El hombre dejó caer la mano y apoyó la punta de la picana contra el vientre de la prisionera. Hizo fuerza contra ella, empujándola hasta que su espalda se apoyó en la pared trasera de la celda. Con las varillas presionando a ambos lados del ombligo, el hombre la miró a los ojos y apretó un botón rojo.

No hubo tiempo, ni modo, de gritar. Se hoyó una especie de suspiro, una respiración. Por unos segundos pareció que el cuerpo agonizante ya no colgaba de unos grilletes, sino que levitaba. La descarga duró cinco segundos pero al cuarto ya se estaba aplicando sobre un cuerpo inconsciente.
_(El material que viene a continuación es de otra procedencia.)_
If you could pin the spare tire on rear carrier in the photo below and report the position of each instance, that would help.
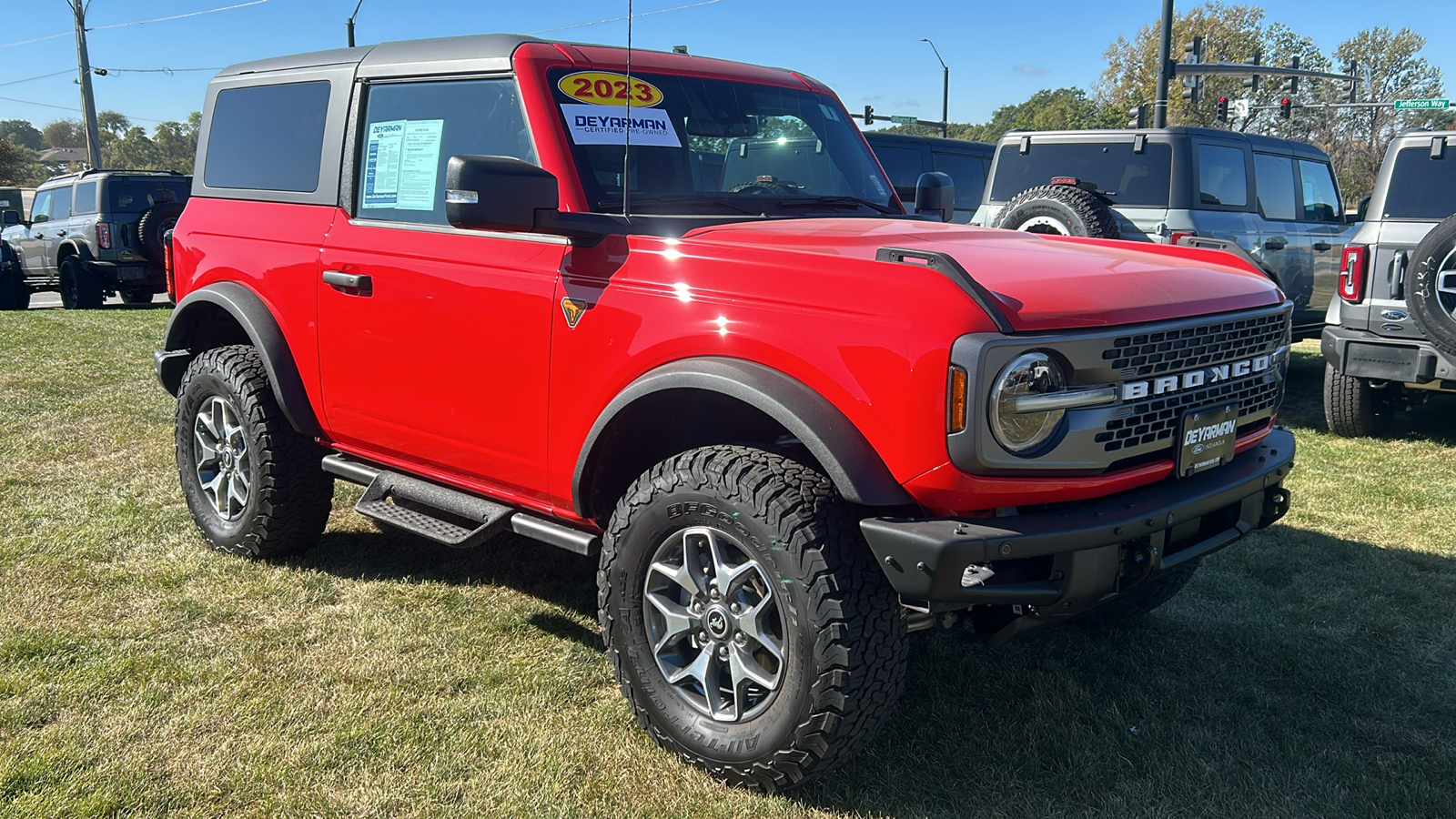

El hombre dejó la picana en el suelo y pasó a recrearse, como admirando un tipo arcano o esotérico de belleza. El cuerpo lánguido, ajado, el olor repulsivo, la celda atosigante. Agarró el cuerpo de su prisionera por la cintura, como un compañero de baile. Magreó los pezones enormes, erectos por efecto de la descarga. Acarició los pechos pequeños. Restregó los dedos por la entrepierna, penetró en ambos orificios. Luego se los puso junto a la nariz y respiró profundamente. Los flujos, el sudor, la orina, la mierda. Sonrió. Le excitaba el olor del miedo. Exhaló la última bocanada de humo, agarró a la inconsciente por el pelo y apagó el cigarro en medio de su frente. Una quemadura redonda y nítida, perfecta. El cuerpo exánime no se inmutó.
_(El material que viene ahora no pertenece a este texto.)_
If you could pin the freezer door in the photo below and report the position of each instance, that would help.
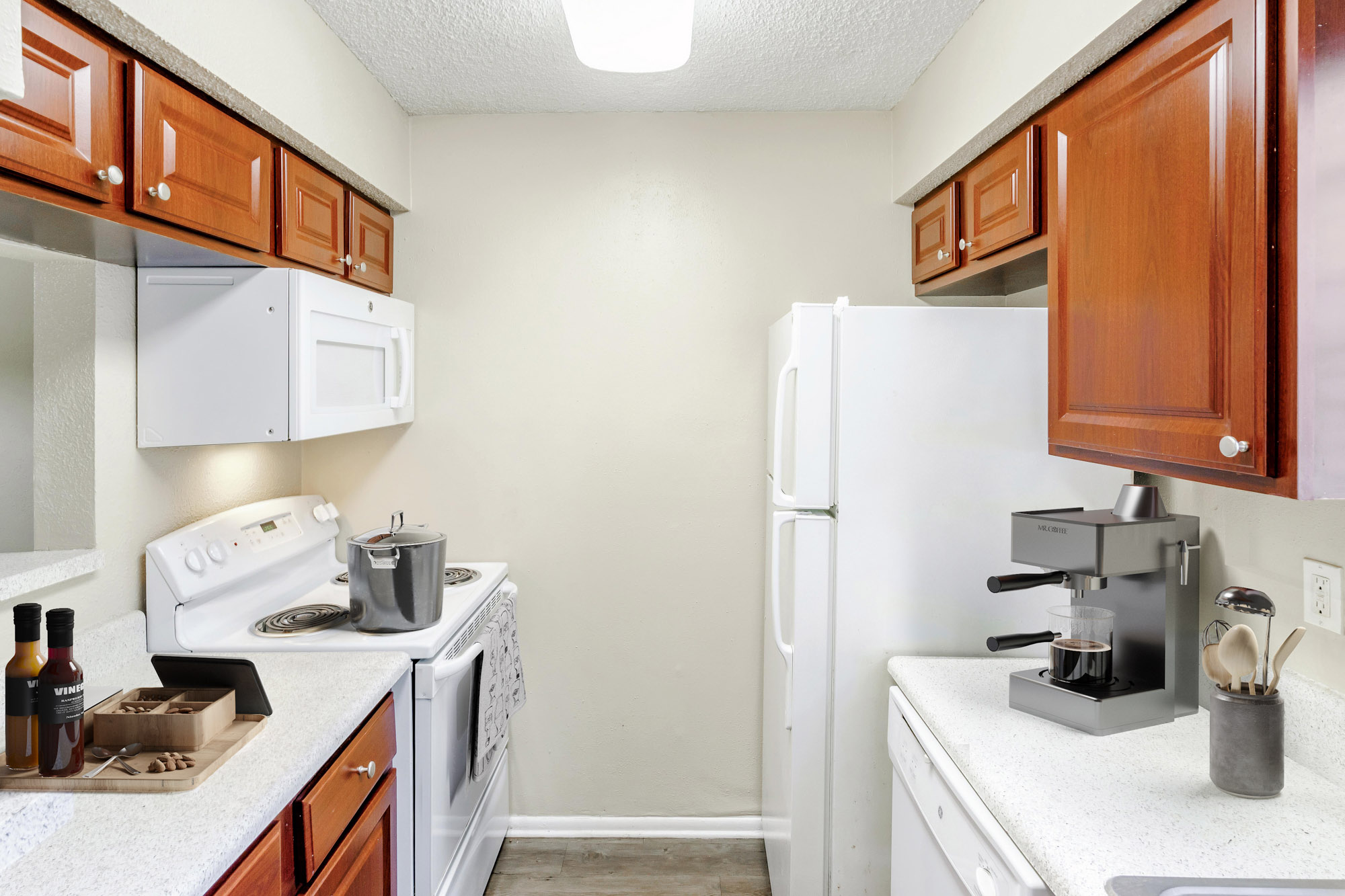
(797, 673)
(801, 408)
El hombre cerró la puerta. Echó la llave. No pronunció una palabra pero se dijo algo a sí mismo: "la próxima vez, cuando despierte, no gritará".

El aire era viciado allí abajo. Hacía calor. El silencio pesaba, como si ejerciera una presión invisible. En la lejanía pareció distinguirse el sonido de algo golpeando contra un objeto metálico. Luego se oyeron unos gritos.